Ce sentiment de dérive de l’identité américaine aiderait donc à comprendre le mécanisme populiste aux Etats-Unis, ainsi que le succès de Trump. En effet, sa base républicaine comporterait des similitudes dans ses revendications avec les premiers populistes.

Un populisme contre-productif

Le professeur Brice Acree reconnaît lui aussi la capacité de Trump à s’adresser à la base du parti républicain, majoritairement composée selon lui d’une population blanche et sans diplôme. Mais au-delà de cette base, la campagne de Trump ne serait pas efficace. “Un candidat républicain standard devrait dominer cette course à la présidence”, estime le chercheur. Surtout face à Clinton, “relativement impopulaire,  qui candidate pour un 3ème mandat au gouvernement. Pourtant, c’est elle qui mène.”

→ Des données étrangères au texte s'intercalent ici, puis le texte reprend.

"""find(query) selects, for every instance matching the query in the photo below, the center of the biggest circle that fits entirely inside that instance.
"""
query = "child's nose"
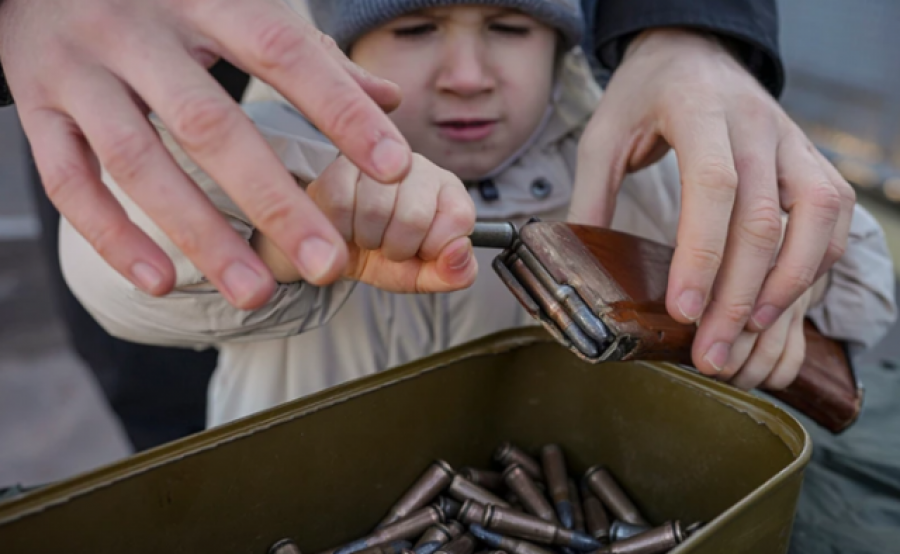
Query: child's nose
(466, 70)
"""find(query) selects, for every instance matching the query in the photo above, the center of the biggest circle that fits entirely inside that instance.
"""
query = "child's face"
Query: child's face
(476, 81)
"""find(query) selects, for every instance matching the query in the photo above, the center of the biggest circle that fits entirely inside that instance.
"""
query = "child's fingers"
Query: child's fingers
(455, 218)
(455, 269)
(414, 212)
(766, 355)
(791, 361)
(334, 192)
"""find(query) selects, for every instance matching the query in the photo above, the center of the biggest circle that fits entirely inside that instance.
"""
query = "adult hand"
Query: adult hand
(742, 162)
(85, 74)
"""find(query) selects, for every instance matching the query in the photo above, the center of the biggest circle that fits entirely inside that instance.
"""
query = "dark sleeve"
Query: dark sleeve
(232, 79)
(752, 26)
(5, 96)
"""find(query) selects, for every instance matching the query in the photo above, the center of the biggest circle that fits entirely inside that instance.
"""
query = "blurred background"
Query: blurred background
(843, 87)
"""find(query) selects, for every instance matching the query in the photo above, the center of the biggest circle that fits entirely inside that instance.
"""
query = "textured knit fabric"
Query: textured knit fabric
(347, 20)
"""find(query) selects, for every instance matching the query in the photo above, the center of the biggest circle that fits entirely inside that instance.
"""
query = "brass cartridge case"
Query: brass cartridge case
(557, 482)
(472, 513)
(577, 507)
(462, 489)
(463, 544)
(516, 524)
(602, 484)
(508, 454)
(656, 541)
(284, 546)
(435, 479)
(507, 544)
(491, 480)
(619, 530)
(449, 506)
(528, 494)
(409, 527)
(595, 517)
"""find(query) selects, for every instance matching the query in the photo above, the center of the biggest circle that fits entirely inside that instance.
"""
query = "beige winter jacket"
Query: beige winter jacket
(308, 338)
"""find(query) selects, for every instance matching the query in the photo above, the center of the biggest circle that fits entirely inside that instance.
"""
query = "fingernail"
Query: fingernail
(717, 356)
(390, 158)
(460, 257)
(765, 316)
(242, 282)
(147, 276)
(690, 304)
(316, 258)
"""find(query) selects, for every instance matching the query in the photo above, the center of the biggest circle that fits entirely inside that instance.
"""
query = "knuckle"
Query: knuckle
(202, 121)
(717, 175)
(271, 210)
(762, 227)
(738, 313)
(278, 44)
(705, 260)
(417, 218)
(126, 153)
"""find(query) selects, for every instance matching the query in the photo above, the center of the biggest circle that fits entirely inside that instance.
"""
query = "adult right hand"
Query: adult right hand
(85, 74)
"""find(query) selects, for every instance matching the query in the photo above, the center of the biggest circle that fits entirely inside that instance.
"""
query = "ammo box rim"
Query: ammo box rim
(777, 421)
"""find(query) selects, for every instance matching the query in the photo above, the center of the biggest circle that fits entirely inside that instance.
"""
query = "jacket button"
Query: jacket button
(541, 188)
(488, 190)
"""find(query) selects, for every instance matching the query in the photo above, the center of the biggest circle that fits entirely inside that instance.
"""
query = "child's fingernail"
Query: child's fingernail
(147, 276)
(765, 316)
(460, 257)
(690, 304)
(717, 355)
(316, 258)
(242, 282)
(390, 158)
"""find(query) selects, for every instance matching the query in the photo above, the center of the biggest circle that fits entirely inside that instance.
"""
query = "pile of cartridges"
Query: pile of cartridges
(528, 508)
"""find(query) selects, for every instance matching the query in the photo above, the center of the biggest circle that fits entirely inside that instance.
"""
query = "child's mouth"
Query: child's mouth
(467, 130)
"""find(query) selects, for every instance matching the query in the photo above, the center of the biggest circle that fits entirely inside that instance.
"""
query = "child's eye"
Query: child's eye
(418, 30)
(511, 29)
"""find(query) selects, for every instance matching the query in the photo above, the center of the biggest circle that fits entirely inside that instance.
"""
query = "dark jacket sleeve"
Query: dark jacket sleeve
(751, 24)
(5, 96)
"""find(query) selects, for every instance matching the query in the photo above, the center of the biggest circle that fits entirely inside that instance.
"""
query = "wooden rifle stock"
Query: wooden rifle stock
(623, 278)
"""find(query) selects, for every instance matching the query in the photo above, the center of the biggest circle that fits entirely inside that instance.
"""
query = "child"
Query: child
(494, 92)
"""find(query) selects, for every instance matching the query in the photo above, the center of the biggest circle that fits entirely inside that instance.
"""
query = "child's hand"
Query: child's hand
(772, 359)
(407, 237)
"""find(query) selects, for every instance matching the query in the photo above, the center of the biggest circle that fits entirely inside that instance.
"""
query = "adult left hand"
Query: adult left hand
(743, 162)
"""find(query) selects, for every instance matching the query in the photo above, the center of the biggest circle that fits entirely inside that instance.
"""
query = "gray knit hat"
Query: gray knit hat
(347, 20)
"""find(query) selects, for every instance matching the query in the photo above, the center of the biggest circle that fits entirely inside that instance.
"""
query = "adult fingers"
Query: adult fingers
(602, 162)
(131, 152)
(219, 137)
(374, 208)
(414, 212)
(841, 234)
(698, 131)
(334, 192)
(740, 353)
(766, 355)
(791, 361)
(752, 241)
(815, 208)
(298, 60)
(70, 176)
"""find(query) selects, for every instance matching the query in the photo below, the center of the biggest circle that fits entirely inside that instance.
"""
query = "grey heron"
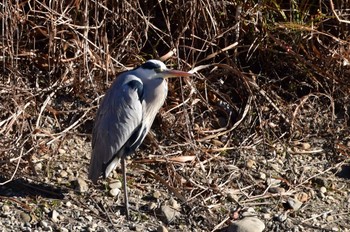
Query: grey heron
(125, 116)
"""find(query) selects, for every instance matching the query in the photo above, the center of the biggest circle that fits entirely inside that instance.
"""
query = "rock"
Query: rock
(25, 217)
(174, 204)
(249, 212)
(69, 204)
(262, 176)
(156, 194)
(54, 216)
(169, 214)
(277, 190)
(6, 209)
(248, 224)
(323, 190)
(61, 151)
(38, 166)
(306, 146)
(82, 186)
(152, 206)
(162, 228)
(294, 204)
(251, 163)
(116, 185)
(114, 192)
(44, 224)
(63, 174)
(281, 217)
(273, 182)
(303, 197)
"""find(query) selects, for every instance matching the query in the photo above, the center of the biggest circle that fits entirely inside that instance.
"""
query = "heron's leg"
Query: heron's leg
(126, 200)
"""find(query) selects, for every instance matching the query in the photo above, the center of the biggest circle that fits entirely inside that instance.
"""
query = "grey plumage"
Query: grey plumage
(126, 114)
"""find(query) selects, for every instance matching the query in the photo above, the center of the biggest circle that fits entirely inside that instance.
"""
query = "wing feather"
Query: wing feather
(118, 119)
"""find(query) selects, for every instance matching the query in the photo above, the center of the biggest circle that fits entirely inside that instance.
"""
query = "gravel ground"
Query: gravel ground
(299, 190)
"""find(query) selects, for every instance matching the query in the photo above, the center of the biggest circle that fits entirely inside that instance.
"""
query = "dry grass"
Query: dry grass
(270, 76)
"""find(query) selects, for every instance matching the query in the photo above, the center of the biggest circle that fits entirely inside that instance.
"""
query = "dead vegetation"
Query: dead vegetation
(271, 89)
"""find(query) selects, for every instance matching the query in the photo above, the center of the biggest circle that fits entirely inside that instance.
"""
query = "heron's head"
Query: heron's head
(153, 69)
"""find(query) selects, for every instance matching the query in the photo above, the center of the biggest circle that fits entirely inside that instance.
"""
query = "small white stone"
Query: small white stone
(115, 185)
(54, 216)
(114, 192)
(68, 204)
(248, 224)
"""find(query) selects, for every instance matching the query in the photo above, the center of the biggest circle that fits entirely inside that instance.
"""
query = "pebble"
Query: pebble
(38, 166)
(162, 228)
(303, 197)
(116, 185)
(276, 190)
(273, 182)
(82, 186)
(157, 194)
(251, 163)
(281, 217)
(262, 176)
(248, 224)
(294, 203)
(61, 151)
(249, 212)
(114, 192)
(169, 213)
(25, 217)
(63, 174)
(54, 216)
(323, 189)
(152, 206)
(174, 204)
(68, 204)
(89, 218)
(5, 209)
(44, 224)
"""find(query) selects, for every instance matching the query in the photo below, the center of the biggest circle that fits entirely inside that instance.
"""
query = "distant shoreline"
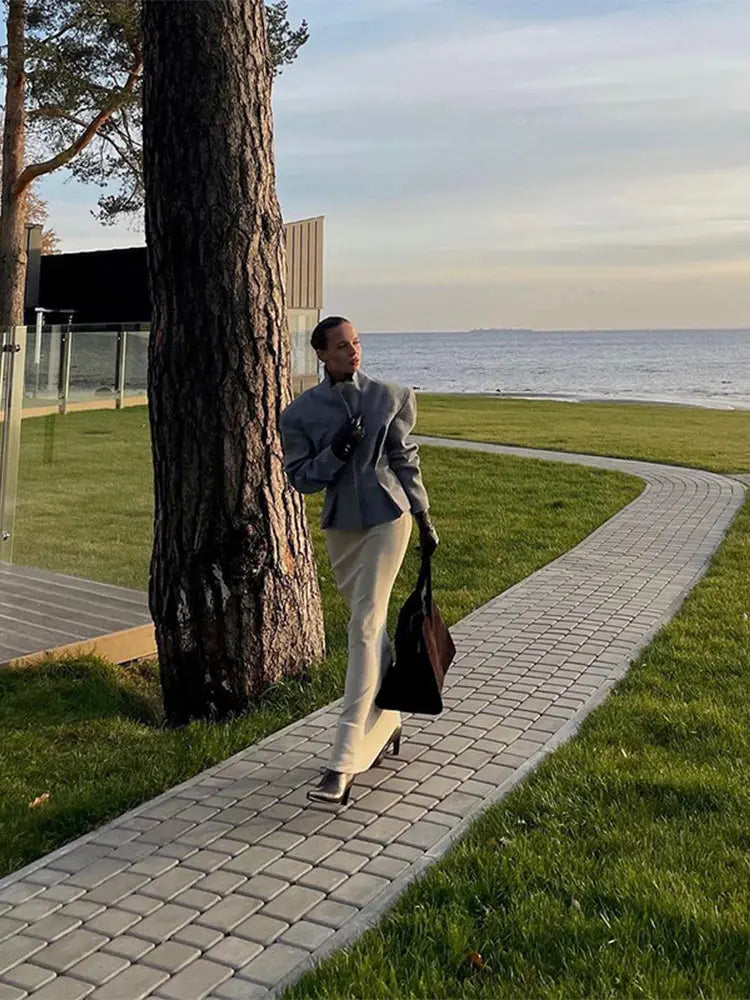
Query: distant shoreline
(710, 404)
(519, 329)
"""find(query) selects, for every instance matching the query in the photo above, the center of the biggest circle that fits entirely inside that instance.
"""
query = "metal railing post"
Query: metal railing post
(66, 349)
(122, 344)
(13, 345)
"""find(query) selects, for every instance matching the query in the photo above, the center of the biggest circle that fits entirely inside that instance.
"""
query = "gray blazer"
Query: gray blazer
(382, 480)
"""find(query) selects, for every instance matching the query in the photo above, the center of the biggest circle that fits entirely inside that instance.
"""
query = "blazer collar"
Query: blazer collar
(357, 380)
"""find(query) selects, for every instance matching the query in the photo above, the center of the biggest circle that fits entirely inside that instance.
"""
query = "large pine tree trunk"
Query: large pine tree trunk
(234, 592)
(13, 205)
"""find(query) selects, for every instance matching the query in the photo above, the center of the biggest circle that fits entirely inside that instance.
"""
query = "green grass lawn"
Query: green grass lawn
(621, 867)
(89, 734)
(709, 439)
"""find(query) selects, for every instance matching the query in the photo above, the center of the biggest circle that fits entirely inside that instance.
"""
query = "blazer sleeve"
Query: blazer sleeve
(307, 471)
(403, 453)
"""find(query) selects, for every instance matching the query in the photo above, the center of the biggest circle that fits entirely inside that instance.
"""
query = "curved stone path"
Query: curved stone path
(232, 885)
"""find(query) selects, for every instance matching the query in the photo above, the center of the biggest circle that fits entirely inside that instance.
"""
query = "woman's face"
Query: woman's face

Démographiquement, l’identité américaine se métisse. Le parti républicain en serait parfaitement conscient :

“Après la défaite de Romney face à Obama en 2012, le parti Républicain a commandé une ‘autopsie’ de la campagne”, rapporte Professeur Horger. “C’était un rapport interne au parti analysant les raisons de leur défaite et les recommandations pour le futur. Cette ‘autopsie’ a insisté sur l’échec du parti républicain à toucher l’électorat hispanique. Il apparaissait comme une nécessité que le candidat républicain pour l’élection 2016 devrait en appeler davantage à cette minorité. »

Sur ce point comme sur beaucoup d’autres, Trump n’est pas le candidat que le parti républicain prévoyait pour cette élection.

Un candidat inclassable

William Jennings Bryan, le père Charles Coughlin, Huey Long, George Wallace… toutes ces figures publiques peuvent être considérées comme faisant parti de la tradition populiste américaine. Pourtant, d’après Horger, un fossé sépare Trump de ces hommes politiques :

« Trump n’a aucune expérience politique ou publique quelle qu’elle soit. Je ne parle pas d’avoir été élu. Il y a beaucoup de manières d’acquérir les compétences nécessaires pour se lancer dans une carrière politique. Trump n’en a exploré aucune. »

Trump est tout à fait unique en ce sens. Même Reagan, que l’on rapproche souvent de Trump pour sa carrière dans le monde du spectacle, avait déjà gouverné pendant huit ans l’Etat le plus peuplé du pays avant d’occuper la Maison Blanche.

« Trump n’a pas accompli les tâches les plus basiques que tout candidat à la présidentielle est supposé réaliser. Il a peu d’équipes sur le terrain comparé à Clinton, il prétend lever des fonds et les dépenser, mais aucun document publié ne l’atteste. Pendant ses rallyes, il passe autant de temps à parler de la marque Trump que de ses propositions politiques et enfin il est en guerre intérieure avec le parti républicain depuis sa nomination. »

Mais aux Etats-Unis, Trump est un personnage public depuis des années, connu comme un milliardaire excentrique, ayant même présenté le show de TV réalité The Apprentice pendant 14 ans. Sa candidature est donc un événement en soi pour les Américains. « C’est presque comme si Mohammed Ali avait candidaté pour la présidence des Etats Unis dans les années 1980 », compare Professeur Horger. « Si vous étiez vivant dans les années 80, vous connaissiez Mohammed Ali. »

A sa manière, Trump est entré dans l’arène. “Si Trump est qualifié dans un domaine, c’est bien la construction. Il sait à quel point ce mur est une proposition risible mais ce n’est pas le propos : ce qui compte c’est de brandir le poing.